Where Alligators Sleep
by Sheldon Lee Compton
Foxhead Books, 2014
158pp., $18.00
Reviewed by Sam Slaughter
I’m no mathematician. Hell, after I scraped by in high school Algebra II, I barely look at numbers that weren’t alcohol by volume ratings until I was forced to grapple with quantitative reasoning as a college junior. Now, though, since reading Sheldon Lee Compton’s newest collection of flash fiction stories Where Alligators Sleep, I’m thinking about getting back into this numbers game.
Maybe not numbers, necessarily, but at least one number—the Power Per Page Dynamic. I just made it up, but go with it. In sixty-seven pieces, Compton assails the reader in the best way possible. Page after page, you are hit with emotional force that would usually be strung out across many more pages. Instead, Compton has written a collection with persistent emotional percussion. They payoffs come fast and often here, as the stories fly by.
If it were possible to figure out some sort of percentage or point-based scale for such a payoff—and it may very well be for those skilled in such things—that would be the type of number I’d want to study. Anything mathematical still over my head, though, it was easy to sit back and simply enjoy the consistently strong stories.
When I think of stories, I think of the moments that can indelibly change the characters of said story. Compton, here, manages to zero in on precisely those moments, leaving the messiness of the before and after to the reader. The last story in the collection, “Phantom Limb” does so perfectly. The last line of this six-sentence piece reads, “This was my brother’s bike, and now it is mine.” In this Compton encapsulates everything that has happened in this family’s life. Earlier in the story (earlier seems an odd choice here, seeing as there are only two paragraphs, but alas) you see the bike being worked on by the siblings. Then before you can even exhale, the story is over and a brother has inherited the bike.
With so many strong emotional moments one after another, Alligators can be thought of as rumble strip fiction, where seemingly every moment is a new bump, a new jarring experience to contend with in an effort to get to wherever you’re going. After riding those bumps for a while, though, you are almost lulled by them. They are soothing and pleasing. These stories, when read continuously, have much the same effect. By the time you get to the end, you just want to keep riding for the feeling it gives you.
Those that read short fiction may at first be turned off by these stories. Flash fiction, by nature, is in and out and done. Details tend to be selective and leave—depending on the author—a good amount to the imagination. White space functions just as importantly as the words on the page, propagating Hemingway’s thoughts on using words sparingly.
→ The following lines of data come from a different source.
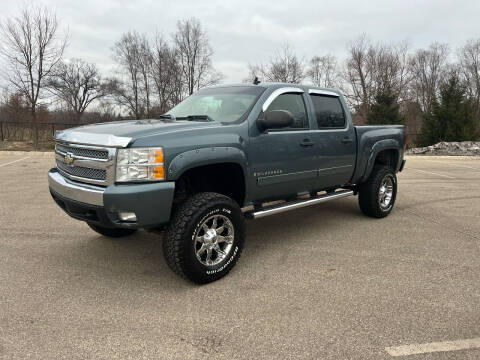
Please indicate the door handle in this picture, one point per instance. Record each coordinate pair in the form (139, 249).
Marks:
(306, 142)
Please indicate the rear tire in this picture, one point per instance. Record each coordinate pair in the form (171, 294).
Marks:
(111, 232)
(377, 195)
(205, 238)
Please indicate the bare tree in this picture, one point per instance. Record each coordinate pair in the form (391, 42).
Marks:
(469, 59)
(322, 71)
(358, 75)
(129, 90)
(166, 74)
(195, 55)
(375, 69)
(427, 67)
(31, 49)
(389, 68)
(76, 84)
(285, 67)
(145, 67)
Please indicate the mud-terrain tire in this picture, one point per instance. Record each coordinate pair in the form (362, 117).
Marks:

For all their brevity, the stories in Alligators are anything but spare. In sometimes just a few simple sentences, Compton is able to scratch out the innermost being of a person and present it for all to see. In the title story, we’re given almost everything we need to know from the opening lines, “The husband and wife had been side by side in the whiskey light of the room for years. In the first two or three months, they would whisper to one another, imagining they were dancing on a wooden floor years earlier” (19). This setup immediately pulls the reader behind a burnt sienna lens of times long past.
In brevity, Compton’s work blazes hot with the energy many writers strive to get across. With shifts in media distribution and online journals becoming more and more prevalent, flash fiction is quickly finding a solid foothold in the literary world. Sheldon Lee Compton’s Where Alligators Sleep is an excellent showing of the potential of the short and the powerful.
Thanks for the wonderful review, Sam. You’re a jewel, man.
A thoughtful, well-written review of an amazing collection of stories. Fantastic all around!